Nello stabilimento di Copparo nel ferrarese si fermano per otto ore gli operai che stanno entrando in mobilità. La solidarietà dei copparesi con loro in piazza. Fiom: "L'azienda ha un piano industriale? Non scherziamo fanno macelleria sociale"
La protesta degli operai Berco arriva fino al cuore del paese di Copparo. C’è voglia di gridare. Ma quello che si alza da piazza del Popolo è un peana, non un canto del cigno. “La battaglia è solo all’inizio” scandisce al megafono il segretario della Fiom ferrarese Mario Nardini. Sono in centinaia i manifestanti che hanno aderito allo sciopero di otto ore dello stabilimento della Berco di Copparo. Una mobilitazione decisa dopo l’annuncio a sorpresa dell’avvio della procedura di mobilità per 611 persone nei tre stabilimenti di Copparo (il maggiore centro metalmeccanico della regione, Imola e Castelfranco Veneto; manca all’appello Busano Canavese, prossimo alla chiusura). All’inizio il numero degli esuberi doveva essere solo un’ipotesi. Un’ipotesi da trattare sul tavolo del ministero di fronte al nuovo piano industriale dei vertici neoassunti dalla casa madre ThyssenKrupp, il vicepresidente Franco Tatò e l’amministratore delegato Lucia Morselli.
E, invece, alla vigilia dell’incontro, arriva il fermi tutti. I rappresentanti degli enti locali se ne possono stare a casa. La mobilità è già stata decisa, inaudita altera parte. Piano industriale? Nessuno ha visto niente, confermano i sindacati, gli unici presenti nella Capitale.
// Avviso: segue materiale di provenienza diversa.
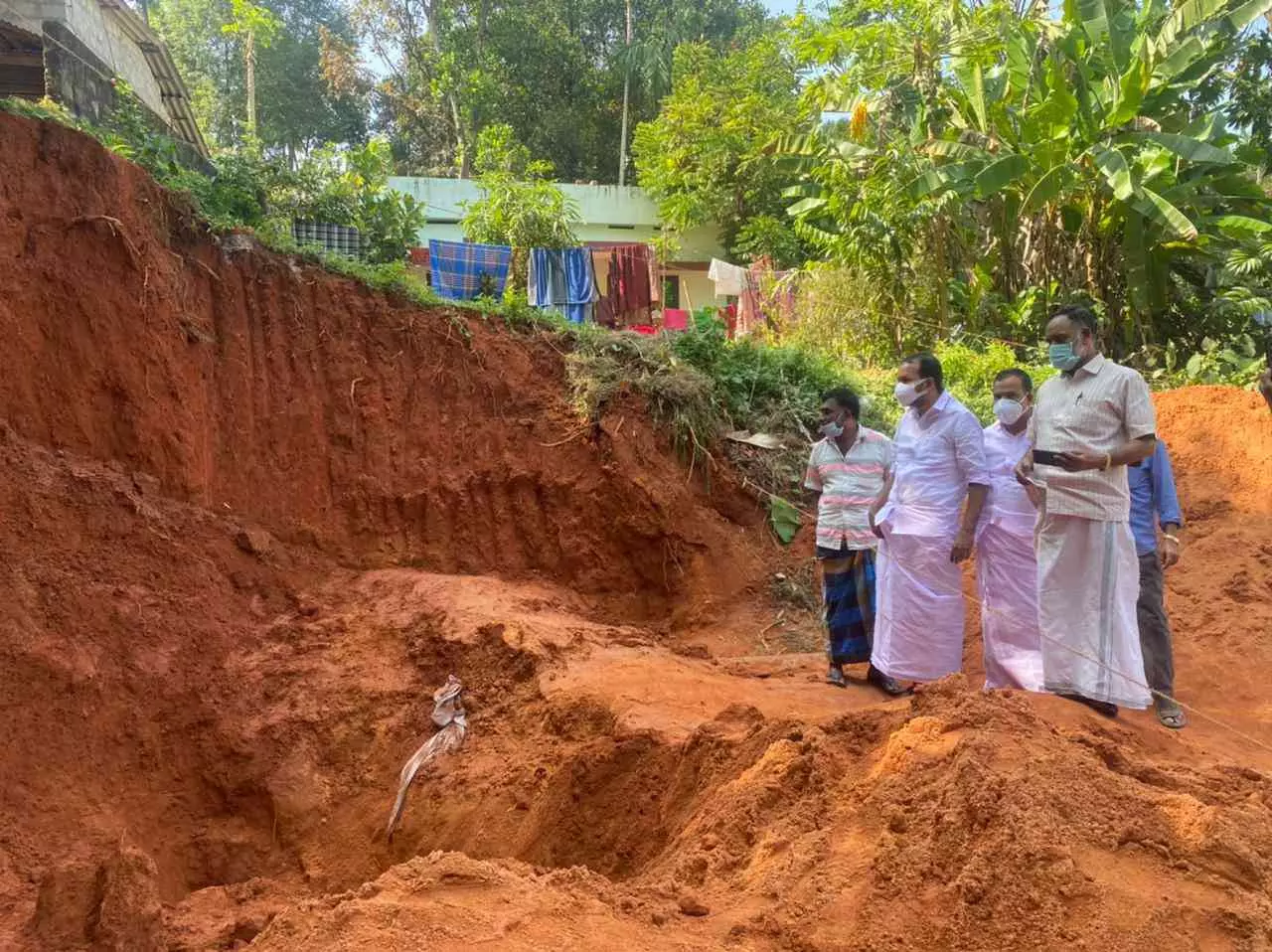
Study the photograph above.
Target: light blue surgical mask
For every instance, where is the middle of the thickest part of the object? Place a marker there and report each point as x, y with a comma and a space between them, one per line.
1062, 355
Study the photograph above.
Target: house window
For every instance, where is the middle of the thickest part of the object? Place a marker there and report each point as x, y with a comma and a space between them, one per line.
672, 291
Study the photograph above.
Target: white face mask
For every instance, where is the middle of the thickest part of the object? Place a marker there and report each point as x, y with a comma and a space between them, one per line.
1009, 411
906, 394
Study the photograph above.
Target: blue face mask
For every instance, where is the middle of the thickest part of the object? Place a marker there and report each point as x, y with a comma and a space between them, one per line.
1062, 357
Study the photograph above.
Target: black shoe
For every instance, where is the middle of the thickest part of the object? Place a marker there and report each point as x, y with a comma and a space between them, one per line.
890, 686
1104, 708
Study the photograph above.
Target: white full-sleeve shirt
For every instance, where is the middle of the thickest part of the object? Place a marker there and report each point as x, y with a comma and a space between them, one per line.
1008, 504
938, 454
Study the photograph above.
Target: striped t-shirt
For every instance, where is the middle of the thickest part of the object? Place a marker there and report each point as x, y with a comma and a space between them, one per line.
849, 484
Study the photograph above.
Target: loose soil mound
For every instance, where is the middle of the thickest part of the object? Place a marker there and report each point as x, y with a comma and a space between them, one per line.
253, 515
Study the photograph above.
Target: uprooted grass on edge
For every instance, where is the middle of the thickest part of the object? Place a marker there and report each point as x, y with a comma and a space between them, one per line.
698, 385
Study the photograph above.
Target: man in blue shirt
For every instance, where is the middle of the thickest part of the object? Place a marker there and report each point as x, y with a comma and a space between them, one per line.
1154, 503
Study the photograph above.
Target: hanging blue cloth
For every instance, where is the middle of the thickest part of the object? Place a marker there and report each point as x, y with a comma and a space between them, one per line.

Una decisione battezzata come “irresponsabile”, “un comportamento violento”, dallo stesso Mise, solito a esternazioni ben più diplomatiche. “Siamo di fronte a una società che vuole fare una cura dimagrante per poi vendersi al miglior offerente – rincara la dose Nardini, della Fiom di Ferrara -. Questa è gente che non gliene frega niente del territorio e ancor meno delle persone. Viene per fare macelleria sociale e, compiuta la missione, se ne va”.
Intanto il 30 aprile, tra pochi giorni, scadrà la cassa integrazione. Poi ci saranno i 75 giorni concessi dalla legge per trovare un accordo. Ma è ovvio che ora le basi sulle quali trattare sono alquanto differenti. “Una trattativa con esuberi da trattare è altra cosa rispetto a una trattativa con gli esuberi già decisi” conferma Nardini, che a questo punto deve fare di pessimismo virtù: “l’iniziale disponibilità al dialogo è stata solo una finta; ora salta fuori la vera faccia dei nostri interlocutori”.
Interlocutori che a tutt’oggi non hanno fatto sapere nulla delle reali volontà del gruppo. Chiare sono invece le intenzioni dei lavoratori di Copparo: “Non mollare”. E per dimostrarlo, dopo il presidio di fronte allo stabilimento che fu leader mondiale nel settore dei cingolati, hanno marciato con una fila lunga e silenziosa fino al centro del paese. Quel paese che attraverso la Berco, fondata qui nel 1918, è cresciuto e ha prosperato. Poi gli anni bui. Latte Ala, Bbs Riva e Corte Bianca, altri baluardi dell’industria copparese, hanno chiuso. E ora la fabbrica simbolo che stringe la cinghia. Fino a soffocare 611 lavoratori.
E così in piazza del Popolo alla manifestazione si sono aggiunti tantissimi cittadini. Perché – lo spiega un anziano sotto al palco – sanno che “la Berco è anche nostra”.